Один за другим проплывали они за окном кэба в невозмутимом величии своих куполов и колоннад: физика, экономика, химия… Некоторые новации радикалов вызывают, мягко говоря, удивление, размышлял Мэллори, но трудно отрицать разумность и справедливость того, что ученым, посвятившим себя благороднейшему труду на благо человечества, предоставляются великолепные здания. Кроме того, польза этих дворцов для науки многократно превышает затраты на их строительство.
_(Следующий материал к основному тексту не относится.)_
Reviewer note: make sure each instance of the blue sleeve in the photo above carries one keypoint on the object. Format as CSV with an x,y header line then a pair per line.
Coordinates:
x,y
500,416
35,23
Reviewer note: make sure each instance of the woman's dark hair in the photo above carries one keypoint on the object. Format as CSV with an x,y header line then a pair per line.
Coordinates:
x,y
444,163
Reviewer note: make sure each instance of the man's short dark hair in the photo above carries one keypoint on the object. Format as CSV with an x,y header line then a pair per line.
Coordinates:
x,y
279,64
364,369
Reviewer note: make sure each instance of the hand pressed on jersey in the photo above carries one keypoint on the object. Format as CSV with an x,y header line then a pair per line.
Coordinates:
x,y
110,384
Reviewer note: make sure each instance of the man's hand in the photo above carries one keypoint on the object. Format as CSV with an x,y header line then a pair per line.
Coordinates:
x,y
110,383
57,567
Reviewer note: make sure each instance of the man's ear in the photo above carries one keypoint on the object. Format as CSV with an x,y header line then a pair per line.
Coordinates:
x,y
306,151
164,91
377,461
По Найтсбридж-роуд, через Гайд-парк-корнер, к Наполеоновым вратам [76], дару Луи-Наполеона в память об англо-французской Антанте. Мощный остов огромной чугунной арки поддерживал целую толпу крылатых амурчиков и задрапированных дам с факелами. Красивый монумент, думал Мэллори, и к тому же в новейшем вкусе. Массивная элегантность врат словно отрицала самое мысль о том, что когда-либо существовали хоть малейшие разногласия между Великобританией и ее вернейшим союзником, имперской Францией. А “недоразумение” наполеоновских войн, криво усмехнулся про себя Мэллори, можно свалить на тирана Веллингтона [77].
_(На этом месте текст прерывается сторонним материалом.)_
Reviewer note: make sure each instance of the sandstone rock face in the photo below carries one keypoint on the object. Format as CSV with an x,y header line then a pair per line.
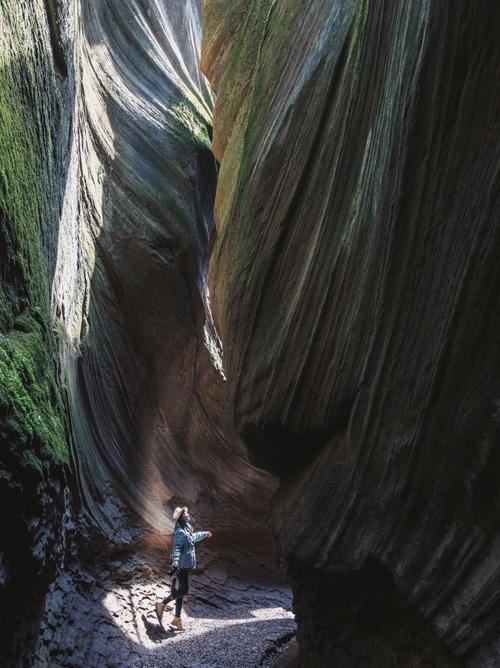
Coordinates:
x,y
142,360
354,285
111,381
36,99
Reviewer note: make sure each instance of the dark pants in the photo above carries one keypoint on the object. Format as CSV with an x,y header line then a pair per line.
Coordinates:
x,y
180,587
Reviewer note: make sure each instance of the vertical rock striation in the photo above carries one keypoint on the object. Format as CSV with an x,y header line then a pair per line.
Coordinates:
x,y
142,359
36,94
111,386
354,284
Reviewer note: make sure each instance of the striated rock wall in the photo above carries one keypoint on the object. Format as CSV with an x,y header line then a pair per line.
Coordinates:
x,y
354,285
36,97
111,381
142,360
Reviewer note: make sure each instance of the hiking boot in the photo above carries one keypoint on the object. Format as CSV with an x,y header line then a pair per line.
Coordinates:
x,y
159,607
177,624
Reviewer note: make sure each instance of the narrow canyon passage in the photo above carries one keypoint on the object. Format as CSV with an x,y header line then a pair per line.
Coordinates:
x,y
118,114
249,264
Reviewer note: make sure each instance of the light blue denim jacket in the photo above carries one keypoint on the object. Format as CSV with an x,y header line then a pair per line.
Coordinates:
x,y
183,552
Хотя памятника герцогу Веллингтону в Лондоне не было, Мэллори временами казалось, что память об этом человеке витает в городе, словно призрак. Триумфатор Ватерлоо, прославленный некогда как спаситель британской нации, Веллингтон был пожалован пэрством и занял высочайший государственный пост. Но в нынешней Англии его поносили как хвастливого и самодовольного изверга, второго короля Джона [78], палача своего народа. Ненависть радикалов к их давнему и грозному врагу выдержала испытание временем. Со смерти Веллингтона выросло уже целое поколение, но премьер-министр Байрон все еще при каждом удобном случае втаптывал память герцога в грязь.

вернуться

75

Мэллори прошел по Глостер-роуд до угла Кромвель-лейн; совсем недавно здесь поселился бронзовый Кромвель на коне… — Памятник Кромвелю установлен гораздо позже (1899) и в совершенно другом месте, а именно перед парламентом.

вернуться

76

По Найтсбридж-роуд, через Гайд-парк-корнер, к Наполеоновым вратам… — В действительности именно на этом месте стоит “Арка Веллингтона”.

вернуться

77

Веллингтон, Артур Уэллсли (1769—1852) — герцог, английский полководец, победитель Наполеона при Ватерлоо. Единственный, кому в Лондоне установлены две бронзовые конные статуи (причем одна отлита из трофейных французских пушек). В 1828—1830 гг. премьер-министр кабинета тори, в 1834—1835 гг. министр иностранных дел. Байрон (см. далее в тексте) действительно ненавидел Веллингтона лютой ненавистью и называл его победу при Ватерлоо случайным триумфом посредственности над гением. Налицо любопытная параллель с другим произведением в жанре альтернативной истории: в повести Уолтера Иона Уильямса “Стена, камень, мастерство” (1993) Байрон принимает участие в битве при Ватерлоо и берет Наполеона в плен (в названии повести разложена на три отдельных слова фамилия Мери Шелли по матери — Уоллстонкрафт).

вернуться

78

Король Джон — Иоанн Безземельный (1167— 1216), английский король (с 1199) из династии Плантагенетов. В 1202—1204 гг. вел неудачные войны во Франции.